Вскоре хозяйка положила трубку, потом сделала еще несколько звонков. Вечером к дому подъехала машина.

Евгений разжигал камин, стоя на четвереньках, когда в гостиную вошла Мадам в сопровождении двух женщин в белых халатах:

— Заберите его! — с этими словами хозяйка передала поводок одной из женщин. На раба она даже не посмотрела и вышла из комнаты. Получившая поводок гостья сделала Евгению знак следовать за ними. В прихожей ему приказали встать, и поддерживаемый с двух сторон неожиданно сильными руками, Евгений навсегда покинул дом Мадам Полины.

История четвертая

ЛЕЧЕБНИЦА ДОКТОРА РАДЕК

На улице их ожидала машина — "скорая помощь" без опознавательных надписей. Дверцы были открыты, кушетка внутри застелена. Женщины уложили Евгения на нее и накрыли одеялом. Машина тут же тронулась, дверь захлопнулась, а окна были закрашены белым и плотно зарешечены. Впрочем, рассмотреть Евгений бы все равно ничего не успел: сильные руки прижали к его лицу медицинскую маску с эфиром.
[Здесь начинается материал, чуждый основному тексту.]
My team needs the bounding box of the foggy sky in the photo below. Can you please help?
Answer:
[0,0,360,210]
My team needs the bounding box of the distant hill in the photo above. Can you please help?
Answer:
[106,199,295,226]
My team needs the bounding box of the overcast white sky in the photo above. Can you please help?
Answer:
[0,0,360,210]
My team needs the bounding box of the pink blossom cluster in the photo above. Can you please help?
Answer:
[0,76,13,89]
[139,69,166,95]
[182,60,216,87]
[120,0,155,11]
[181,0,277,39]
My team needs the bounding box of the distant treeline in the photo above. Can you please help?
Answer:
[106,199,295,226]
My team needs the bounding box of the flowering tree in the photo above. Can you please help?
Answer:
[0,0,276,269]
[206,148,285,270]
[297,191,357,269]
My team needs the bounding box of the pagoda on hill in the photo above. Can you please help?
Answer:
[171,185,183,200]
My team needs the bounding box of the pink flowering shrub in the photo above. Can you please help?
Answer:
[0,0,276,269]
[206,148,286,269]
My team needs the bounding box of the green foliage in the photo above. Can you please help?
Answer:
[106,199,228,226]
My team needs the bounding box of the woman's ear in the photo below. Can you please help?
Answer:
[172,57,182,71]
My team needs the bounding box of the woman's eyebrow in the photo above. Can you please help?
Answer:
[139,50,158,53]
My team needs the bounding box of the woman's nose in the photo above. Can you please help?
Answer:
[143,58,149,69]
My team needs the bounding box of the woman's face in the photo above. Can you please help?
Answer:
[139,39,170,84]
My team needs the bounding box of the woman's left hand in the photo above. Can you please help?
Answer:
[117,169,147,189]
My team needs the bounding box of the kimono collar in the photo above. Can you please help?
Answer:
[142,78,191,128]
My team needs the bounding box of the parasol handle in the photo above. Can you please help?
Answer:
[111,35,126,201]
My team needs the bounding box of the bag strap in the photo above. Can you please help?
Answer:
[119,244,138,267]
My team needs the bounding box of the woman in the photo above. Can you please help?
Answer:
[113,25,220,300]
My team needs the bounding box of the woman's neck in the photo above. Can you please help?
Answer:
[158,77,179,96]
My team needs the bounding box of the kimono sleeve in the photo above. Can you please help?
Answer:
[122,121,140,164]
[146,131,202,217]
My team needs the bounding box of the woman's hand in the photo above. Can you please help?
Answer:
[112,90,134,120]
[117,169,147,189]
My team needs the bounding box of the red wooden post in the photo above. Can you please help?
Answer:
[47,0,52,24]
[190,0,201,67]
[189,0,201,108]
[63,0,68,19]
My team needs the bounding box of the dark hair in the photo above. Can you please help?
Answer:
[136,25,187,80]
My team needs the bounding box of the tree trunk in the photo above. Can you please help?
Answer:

Он не смог удержаться от вдоха и потерял сознание.

…Евгений очнулся, когда его кушетку на колесиках катили по длинному пустому коридору. На двух женщинах были медицинские халаты и марлевые маски, одна из них обеими руками удержала его от попытки приподняться. Когда кушетку остановили в небольшом помещении, одеяло отбросили и Евгению помогли встать, поддерживая с двух сторон, так как голова кружилась после эфира и он не мог самостоятельно сделать ни шагу.